Bu arada Ertuğrul Gazi’nin etrafında da en namlı yiğitler toplandılar. Hacının hacıyı Mekke’de, dervişin dervişi tekkede bulması misali, yiğitlerde yiğidi Söğüt’te gelip buldular. Her biri ayrı bir değer olanAkçakoca, Aykut, Alp, Konur Alp, Samsa Çavuş gibi yiğitler Osmanlının temelinde harcı olan değerlerdir.

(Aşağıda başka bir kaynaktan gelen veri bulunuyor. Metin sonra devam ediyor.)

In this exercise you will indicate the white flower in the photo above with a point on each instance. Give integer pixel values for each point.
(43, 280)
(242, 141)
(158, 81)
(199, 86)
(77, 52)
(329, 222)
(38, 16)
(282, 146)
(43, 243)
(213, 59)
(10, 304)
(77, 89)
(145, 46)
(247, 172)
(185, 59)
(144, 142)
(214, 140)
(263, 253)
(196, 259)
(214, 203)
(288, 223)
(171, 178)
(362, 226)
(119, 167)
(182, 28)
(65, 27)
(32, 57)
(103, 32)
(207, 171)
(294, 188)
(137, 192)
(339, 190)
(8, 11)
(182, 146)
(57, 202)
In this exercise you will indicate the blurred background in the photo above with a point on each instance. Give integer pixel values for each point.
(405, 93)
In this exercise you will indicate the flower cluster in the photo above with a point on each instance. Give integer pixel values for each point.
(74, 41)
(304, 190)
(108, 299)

Ve belki de Ertuğrul Gazi’den oğlu Osman Gazi’ye kalan en değerli miras… Herkesin ikbal peşinde koştuğu günlerde onlar Anadolu Selçuklusuna bağlılığı devam ettirdiler. İşte o günlerden birinde Ertuğrul Gazi, Allah’ın zahid kullarından birinin evine misafir olur. O gece rüyasında evindeki ocağında bir kazan suyun kaynamakta olduğunu görür. Su öyle kaynar ve çoğalır ki ocağından taşar, büyük bir derya haline gelir. Neredeyse adeta bütün yeryüzüne yayılır. Uyandığında rüyayı ariflerden bir arife anlatır. O da derki “kısa bir zaman sonra bir oğlun olacak. Oğlun ve onun torunları nerdeyse yeryüzünün hemen hemen tamamına hükmedecekler.”

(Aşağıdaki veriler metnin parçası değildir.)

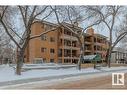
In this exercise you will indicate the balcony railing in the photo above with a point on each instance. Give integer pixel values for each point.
(68, 37)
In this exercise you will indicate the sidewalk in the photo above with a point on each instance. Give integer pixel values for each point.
(102, 72)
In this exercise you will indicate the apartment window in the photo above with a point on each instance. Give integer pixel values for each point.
(43, 49)
(43, 37)
(52, 60)
(52, 39)
(44, 59)
(48, 27)
(52, 51)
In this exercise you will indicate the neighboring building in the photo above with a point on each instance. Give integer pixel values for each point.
(60, 45)
(119, 55)
(95, 44)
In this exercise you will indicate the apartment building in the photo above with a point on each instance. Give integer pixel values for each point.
(119, 55)
(95, 43)
(60, 45)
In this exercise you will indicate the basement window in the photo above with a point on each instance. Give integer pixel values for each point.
(52, 51)
(52, 39)
(43, 37)
(52, 60)
(43, 49)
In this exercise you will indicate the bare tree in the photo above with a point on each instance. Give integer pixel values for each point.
(111, 19)
(27, 16)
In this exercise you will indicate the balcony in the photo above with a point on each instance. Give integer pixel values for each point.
(68, 37)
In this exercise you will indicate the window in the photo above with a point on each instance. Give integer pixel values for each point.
(47, 27)
(52, 39)
(52, 60)
(43, 37)
(52, 51)
(44, 59)
(43, 49)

Gerçektende kısa bir zaman sonra Ertuğrul Gazinin eşi Halime Hatun bir oğlan çocuğu dünyaya getirir. Adını Osman koyarlar ama en küçük çocuk olmasından mıdır bilinmez daha çok “Osmancık” diye çağırırlar. Osmancık kimi zaman Kara Osman, kimi zamanda Deli Osman olur. Çünkü yiğitlikle deliliğin aynı anlama geldiği zamanlardır o zamanlar. Babası daha yaşının çok küçük olduğu zamanlarda bile görüşülmesi gereken resmi işler için Konya’ya onu gönderir. Oradaki devlet erkânı da sanki malûm olmuş gibi bu sevimli küçük delikanlıyı “Gel bakalım Osmancık” diye karşılarlar. Daha o zamanlardan Konya Osman’ı, Osman Konya’yı tanır ve bilir.
Yakub’un Yusuf’a duyduğu sevgi neyse Ertuğrul’unda Osman’a duyduğu aynısıdır. Gördüğü rüyadan mıdır, yoksa hayli ilerlemiş yaşında yani merhametinin en doruk noktasında olduğu zamanlarda Osmancık’a kavuşmasından mıdır bilinmez Ertuğrul, Osman’ı bir başka sever. Allah’tan ki ağabeyleri Gündüz ve Savcı Bey’in, Yusuf’un ağabeyleriyle bir benzerlikleri yoktur. Onların bu küçük kardeşlerine duydukları sevgi ve merhamet babalarınınkini geçemese de çok yakındır. Yoksa hangi ağabeyin nefsi en küçük kardeşinden emir almayı, ve ona “Buyur beyim” diye hitap edebilmeyi kaldırır ki?…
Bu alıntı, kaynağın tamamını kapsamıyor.